Thu, 02 September 2010  21:46:24
Insurance Rating
19 Sep, 2008 11:39:13
Sri Lanka Insurance gets AA- rating from RAM
Sept 19, 2008 (LBO) - Sri Lanka Insurance Corporation Ltd (SLIC) has been rated 'AA-' by RAM Ratings, with a 'stable' outlook, saying the firm is well capitalized, has kept full required reserves but disclosures could improve.

"The rating is supported by the company’s strong competitive position and unparalleled capitalisation as well as the size and strength of its balance sheet," RAM Ratings said in a statement.

"As the oldest player in the industry, SLIC has amassed unmatched strength in its capitalisation through retained profits."

The previously state-run SLIC was privatized in 2003. It is the largest insurer in balance sheet terms and the company accounted for 45.19 percent of industry assets at the end of December 2006.

RAM Ratings said that SLIC had ample financial flexibility due to its robust balance sheet.

But RAM said disclosure and corporate governance had room to improve and as the company implemented new procedures and sought a stock exchange listing, there could be improvements.
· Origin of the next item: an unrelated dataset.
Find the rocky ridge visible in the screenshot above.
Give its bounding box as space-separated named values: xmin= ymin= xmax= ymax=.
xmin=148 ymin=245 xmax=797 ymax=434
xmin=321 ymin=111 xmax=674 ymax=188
At the end of 2006, the firm had shareholder funds of 8.4 billion rupees which was half of the industry shareholder funds.

Though it had lost its earlier monopoly status, after privatization it was improving its market share.

SLIC had an investment portfolio valued at 30 billion rupees, which was the industry's largest.

RAM said the firm had a "respectable" bottom line, without elaborating.

SLIC also had "adequate" portfolio management skills which had brought investment income to the bottomline, even after paying out tsunami related losses.

RAM said the firm had good underwriting capabilities but an "all risk" category coming under the miscellaneous class of insurance had shown a high incidence of claims.

"In the meantime, the company’s life underwriting standards are deemed adequate as they are modelled after those of its international re-insurers, i.e. Munich Re and Swiss Re," the rating agency said.

"The company’s reserving is perceived to be strong. Since FY (financial year) Dec 2006, SLIC has been providing for both life and non-life reserves, as per actuarial recommendations.

"We note that SLIC is also the only insurer that has been able to consistently keep its reserve adequacy ratio above 100 percent in the past 4 years," RAM said.